La tension monte sur la scène politique Congolaise alors que l’opposition, réunie au sein de la plateforme des forces politiques et sociales, a exprimé une opposition ferme à tout projet de changement ou de révision de la Constitution, attribué au président Félix Tshisekedi. Lors d’une conférence de presse tenue mercredi 20 novembre 2024 dans la salle de conférence de la CENCO, les leaders de l’opposition ont dénoncé une tentative de « coup d’État constitutionnel ».
Le secrétaire général de l’ÉCIDé, Devos Kitoko, a vivement condamné cette initiative, appelant la population à se lever pour protéger la Constitution : « Conformément à l'article 64 de la Constitution, les forces politiques et sociales appellent le peuple Congolais à se lever comme un seul homme pour faire échec à ce plan diabolique. Si M. Félix Tshisekedi persiste, le peuple l’obligera à respecter son serment de défendre la Constitution ».
L’opposition prévoit d’organiser des manifestations citoyennes à travers le pays et dans la diaspora pour protester contre ce qu’elle qualifie de tentative de « présidence à vie ».

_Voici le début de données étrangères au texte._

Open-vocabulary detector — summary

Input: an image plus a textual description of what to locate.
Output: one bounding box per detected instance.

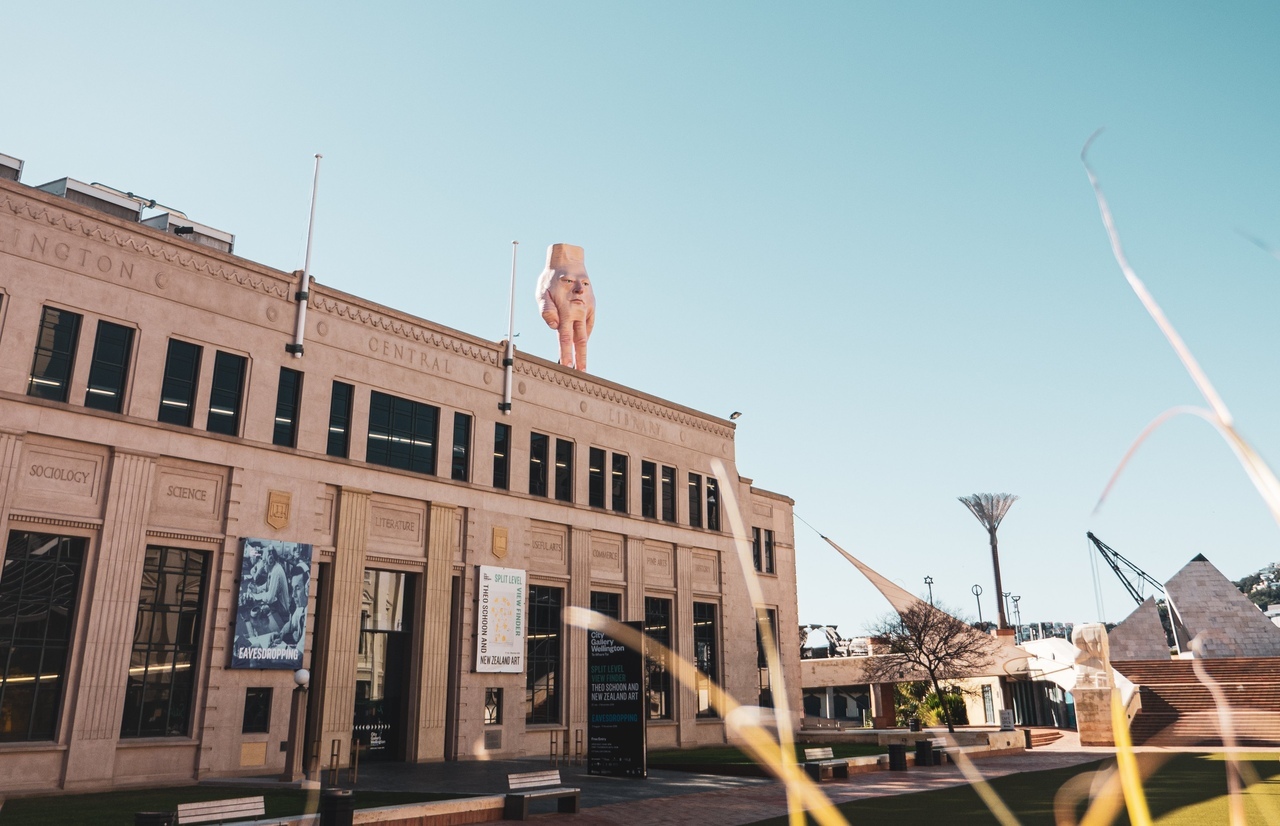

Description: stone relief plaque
[529,525,567,565]
[591,534,623,581]
[644,542,676,585]
[692,551,719,592]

Des accusations graves contre le pouvoir en place
Franklin Tshalala, membre du LGD (parti de Matata Ponyo), a qualifié l’initiative d’injustifiée et d’inconstitutionnelle : « Changer la Constitution pour s’éterniser au pouvoir est une haute trahison. L’article 220 est clair : la durée et le nombre de mandats présidentiels ne peuvent être révisés. Cette tentative est un coup d’État Constitutionnel qui expose son auteur à des poursuites judiciaires ».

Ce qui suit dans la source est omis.